Two Tanzanian energy magnates on Monday became the first big industrialists to be charged over a multimillion-dollar corruption scandal that led to the sacking of several top officials three years ago.
A 2014 audit created an uproar after showing a fraudulent payment of some $120 million (107 million euros) in state funds to an independent power-producing company, prompting several foreign donors to halt aid to Tanzania.
James Rugemalira and Harbinder Singh Seth, who were charged Monday with economic crimes, were co-owners of the Independent Power Tanzania Limited (IPTL) power company, which had a contract to supply electricity to the state-owned energy provider Tanesco.

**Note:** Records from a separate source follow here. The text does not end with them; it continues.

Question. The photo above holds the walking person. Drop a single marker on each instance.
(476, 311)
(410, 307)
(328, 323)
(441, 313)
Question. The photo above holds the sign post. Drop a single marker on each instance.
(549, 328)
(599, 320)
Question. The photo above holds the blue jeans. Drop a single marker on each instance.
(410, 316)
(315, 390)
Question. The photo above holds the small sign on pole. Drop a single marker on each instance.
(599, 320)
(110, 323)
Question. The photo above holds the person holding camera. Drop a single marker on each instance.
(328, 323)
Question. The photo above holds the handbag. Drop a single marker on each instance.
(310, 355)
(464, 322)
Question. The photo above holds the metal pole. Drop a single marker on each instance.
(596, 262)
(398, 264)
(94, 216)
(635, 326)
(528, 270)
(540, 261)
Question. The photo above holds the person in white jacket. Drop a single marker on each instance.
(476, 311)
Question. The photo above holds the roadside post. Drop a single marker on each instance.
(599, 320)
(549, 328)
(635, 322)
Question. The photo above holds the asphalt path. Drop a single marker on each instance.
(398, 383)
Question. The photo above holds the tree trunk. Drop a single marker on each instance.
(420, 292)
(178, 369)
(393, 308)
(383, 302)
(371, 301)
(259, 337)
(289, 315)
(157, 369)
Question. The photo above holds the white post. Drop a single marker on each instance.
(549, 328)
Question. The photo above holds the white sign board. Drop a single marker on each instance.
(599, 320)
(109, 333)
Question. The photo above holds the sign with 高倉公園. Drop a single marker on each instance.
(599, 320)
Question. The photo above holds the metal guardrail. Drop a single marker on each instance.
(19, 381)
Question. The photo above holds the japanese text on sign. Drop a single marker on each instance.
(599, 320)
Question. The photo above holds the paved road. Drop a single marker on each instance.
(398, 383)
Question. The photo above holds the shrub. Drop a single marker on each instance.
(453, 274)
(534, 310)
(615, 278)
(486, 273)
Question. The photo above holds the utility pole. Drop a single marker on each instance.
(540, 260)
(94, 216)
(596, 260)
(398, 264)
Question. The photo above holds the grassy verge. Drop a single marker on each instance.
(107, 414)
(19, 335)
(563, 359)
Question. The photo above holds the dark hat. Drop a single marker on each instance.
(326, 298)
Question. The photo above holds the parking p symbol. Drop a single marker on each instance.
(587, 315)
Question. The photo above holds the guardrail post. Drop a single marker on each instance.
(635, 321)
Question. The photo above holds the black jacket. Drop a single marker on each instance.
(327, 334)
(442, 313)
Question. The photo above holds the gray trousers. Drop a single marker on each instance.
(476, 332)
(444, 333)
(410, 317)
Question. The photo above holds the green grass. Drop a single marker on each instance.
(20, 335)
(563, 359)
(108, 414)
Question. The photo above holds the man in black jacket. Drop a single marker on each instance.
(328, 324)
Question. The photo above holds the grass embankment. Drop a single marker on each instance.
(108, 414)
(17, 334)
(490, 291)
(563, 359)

Tanesco and IPTL had created a joint escrow account from which payments were siphoned off to a private company as well as to offshore bank accounts of government officials, the audit showed.
In the wake of the scandal, the country’s energy minister and attorney general quit and the lands minister was fired.
Several other top officials also lost their jobs in one of the biggest corruption scandals in Tanzania’s history, though no one was jailed.
“People have been wondering about our investigation for a while,” the head of the country’s anti-corruption office, Valentino Mlowola, told journalists.
Mlowola, recently appointed by President John Magufuli, who has vowed to crack down on corruption, said an “exhaustive investigation” had been needed.
Opposition lawmaker Zitto Kabwe, who led the initial audit, wrote on Twitter that the arrest of Rugemalira and Seth was the “single most bold step by President Magufuli against corruption”.
Observers said the trial could once again blow open the sensitive case and possibly lead to further charges against former top officials.
At the time a parliamentary probe found that senior government officials had “facilitated or helped with the laundering of money, tax evasion, acts of corruption and the pure and simple theft of billions of shillings from public coffers.”